Bundestag beschließt Regeln für Fußfessel

Justizministerin Hubig äußert sich zum beschlossenen Gewaltschutzgesetz.  (Foto: Bernd von Jutrczenka/dpa)
Justizministerin Hubig äußert sich zum beschlossenen Gewaltschutzgesetz. (Foto: Bernd von Jutrczenka/dpa)
Justizministerin Hubig äußert sich zum beschlossenen Gewaltschutzgesetz. (Foto: Bernd von Jutrczenka/dpa)

Zum Schutz von Opfern häuslicher Gewalt hat der Bundestag eine Regelung zur elektronischen Fußfessel beschlossen. In zweiter und dritter Lesung stimmten neben den Koalitionsfraktionen Union und SPD auch die AfD und die Grünen zu. Die Linke enthielt sich.

Das beschlossene Gewaltschutzgesetz sieht vor, dass ein Gericht Täter zum Tragen der Fußfessel verpflichten kann, um ein Annäherungsverbot durchzusetzen. Kommt der Täter zu nahe, wird das Opfer über ein Empfangsgerät gewarnt.

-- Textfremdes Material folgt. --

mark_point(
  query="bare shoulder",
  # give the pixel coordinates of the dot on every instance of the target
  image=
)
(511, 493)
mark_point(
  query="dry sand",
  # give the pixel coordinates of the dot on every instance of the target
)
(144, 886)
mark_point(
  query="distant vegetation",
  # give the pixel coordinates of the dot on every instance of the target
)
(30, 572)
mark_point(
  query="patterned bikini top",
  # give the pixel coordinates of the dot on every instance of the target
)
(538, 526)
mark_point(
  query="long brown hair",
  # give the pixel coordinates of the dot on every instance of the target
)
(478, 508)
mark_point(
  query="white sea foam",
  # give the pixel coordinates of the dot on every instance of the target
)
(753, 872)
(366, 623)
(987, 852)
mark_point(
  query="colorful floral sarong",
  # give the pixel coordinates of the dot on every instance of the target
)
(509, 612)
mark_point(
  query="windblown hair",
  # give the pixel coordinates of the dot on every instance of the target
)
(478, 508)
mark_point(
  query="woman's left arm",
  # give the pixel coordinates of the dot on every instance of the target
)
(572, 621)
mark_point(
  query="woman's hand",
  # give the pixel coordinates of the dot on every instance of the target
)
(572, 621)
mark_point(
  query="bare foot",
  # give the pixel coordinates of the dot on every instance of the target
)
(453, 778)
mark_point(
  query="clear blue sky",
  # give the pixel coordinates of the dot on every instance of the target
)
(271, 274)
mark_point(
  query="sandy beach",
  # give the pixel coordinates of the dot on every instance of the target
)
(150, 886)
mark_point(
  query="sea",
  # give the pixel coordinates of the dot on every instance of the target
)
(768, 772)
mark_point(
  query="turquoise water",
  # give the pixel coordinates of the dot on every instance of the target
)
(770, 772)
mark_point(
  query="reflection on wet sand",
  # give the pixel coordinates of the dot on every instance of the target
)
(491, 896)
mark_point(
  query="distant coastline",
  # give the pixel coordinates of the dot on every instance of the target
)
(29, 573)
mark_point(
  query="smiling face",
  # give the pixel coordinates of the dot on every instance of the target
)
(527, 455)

Neben dieser sogenannten elektronischen Aufenthaltsüberwachung sieht das Gesetz auch vor, dass Familiengerichte Täter nach einer Körperverletzung oder einer ernsthaften Gewaltdrohung zur Teilnahme an einem sozialen Trainingskurs oder einer Gewaltpräventionsberatung verpflichten können.

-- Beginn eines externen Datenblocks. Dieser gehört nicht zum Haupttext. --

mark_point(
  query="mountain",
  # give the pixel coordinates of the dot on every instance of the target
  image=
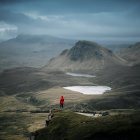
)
(31, 50)
(84, 56)
(131, 53)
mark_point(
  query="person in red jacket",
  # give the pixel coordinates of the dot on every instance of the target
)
(61, 101)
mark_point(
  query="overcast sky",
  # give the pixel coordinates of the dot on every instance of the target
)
(75, 19)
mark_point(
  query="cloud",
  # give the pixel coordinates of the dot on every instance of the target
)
(7, 31)
(73, 19)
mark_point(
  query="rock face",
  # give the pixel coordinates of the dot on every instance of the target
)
(131, 54)
(84, 56)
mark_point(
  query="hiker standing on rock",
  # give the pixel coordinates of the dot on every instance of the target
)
(61, 101)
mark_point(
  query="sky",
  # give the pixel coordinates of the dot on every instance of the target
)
(108, 20)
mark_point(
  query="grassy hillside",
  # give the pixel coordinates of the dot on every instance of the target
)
(70, 126)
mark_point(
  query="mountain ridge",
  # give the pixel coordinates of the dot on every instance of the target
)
(84, 55)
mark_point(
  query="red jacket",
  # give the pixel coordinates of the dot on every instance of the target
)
(61, 100)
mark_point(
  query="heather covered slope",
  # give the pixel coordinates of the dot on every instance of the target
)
(71, 126)
(84, 56)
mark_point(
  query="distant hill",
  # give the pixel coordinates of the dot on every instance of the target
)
(131, 53)
(84, 56)
(31, 50)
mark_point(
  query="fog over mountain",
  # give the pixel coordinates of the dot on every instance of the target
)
(116, 21)
(31, 50)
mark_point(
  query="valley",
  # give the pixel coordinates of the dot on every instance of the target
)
(28, 93)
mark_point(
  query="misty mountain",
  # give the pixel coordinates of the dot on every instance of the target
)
(31, 50)
(85, 56)
(131, 53)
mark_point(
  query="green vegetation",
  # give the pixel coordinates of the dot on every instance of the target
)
(67, 125)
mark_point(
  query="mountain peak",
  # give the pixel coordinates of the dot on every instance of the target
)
(85, 50)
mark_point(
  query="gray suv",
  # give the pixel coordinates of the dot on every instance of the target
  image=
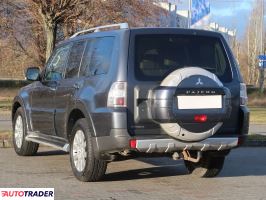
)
(112, 93)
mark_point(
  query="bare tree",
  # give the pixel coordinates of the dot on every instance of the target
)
(252, 44)
(50, 13)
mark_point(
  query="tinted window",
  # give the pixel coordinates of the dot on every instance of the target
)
(56, 65)
(98, 57)
(75, 56)
(158, 55)
(84, 69)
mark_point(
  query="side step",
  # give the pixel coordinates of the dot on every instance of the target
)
(49, 140)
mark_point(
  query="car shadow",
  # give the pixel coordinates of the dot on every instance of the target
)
(51, 153)
(159, 169)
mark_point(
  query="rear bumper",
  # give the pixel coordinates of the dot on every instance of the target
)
(119, 140)
(171, 145)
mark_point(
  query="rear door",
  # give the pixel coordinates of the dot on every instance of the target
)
(42, 99)
(154, 55)
(68, 86)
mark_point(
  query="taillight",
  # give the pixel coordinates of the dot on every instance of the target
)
(243, 94)
(200, 118)
(133, 143)
(117, 96)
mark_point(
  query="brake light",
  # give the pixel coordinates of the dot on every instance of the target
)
(200, 118)
(133, 143)
(243, 94)
(117, 96)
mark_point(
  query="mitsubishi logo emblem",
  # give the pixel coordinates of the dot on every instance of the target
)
(199, 82)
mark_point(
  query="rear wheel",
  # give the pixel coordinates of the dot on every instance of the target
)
(208, 166)
(85, 166)
(21, 146)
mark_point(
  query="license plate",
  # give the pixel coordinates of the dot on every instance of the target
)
(199, 102)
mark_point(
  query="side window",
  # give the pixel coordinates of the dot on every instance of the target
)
(84, 69)
(75, 56)
(56, 66)
(99, 56)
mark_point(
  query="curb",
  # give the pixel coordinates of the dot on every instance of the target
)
(6, 141)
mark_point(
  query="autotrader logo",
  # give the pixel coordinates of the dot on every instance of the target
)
(199, 82)
(27, 193)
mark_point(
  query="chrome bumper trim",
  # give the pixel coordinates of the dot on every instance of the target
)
(171, 145)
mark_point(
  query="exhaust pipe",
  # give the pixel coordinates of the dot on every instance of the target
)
(186, 156)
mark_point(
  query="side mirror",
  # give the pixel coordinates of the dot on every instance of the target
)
(32, 74)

„Der vorliegende Gesetzentwurf stärkt den Schutz von Betroffenen durch die elektronische Fußfessel und die Arbeit mit Tätern“, sagte Justizministerin Stefanie Hubig (SPD) in der abschließenden Debatte im Parlament. Das seien zwei Bausteine. „Wer Gewalt begeht, muss an sich arbeiten, damit die Gewalt nicht wieder aus ihm herausbricht.“

Das Gesetz sieht auch vor, den Strafrahmen für Verstöße gegen Gewaltschutzanordnungen zu erhöhen. Familiengerichte erhalten zudem die Möglichkeit für Auskünfte aus dem Waffenregister.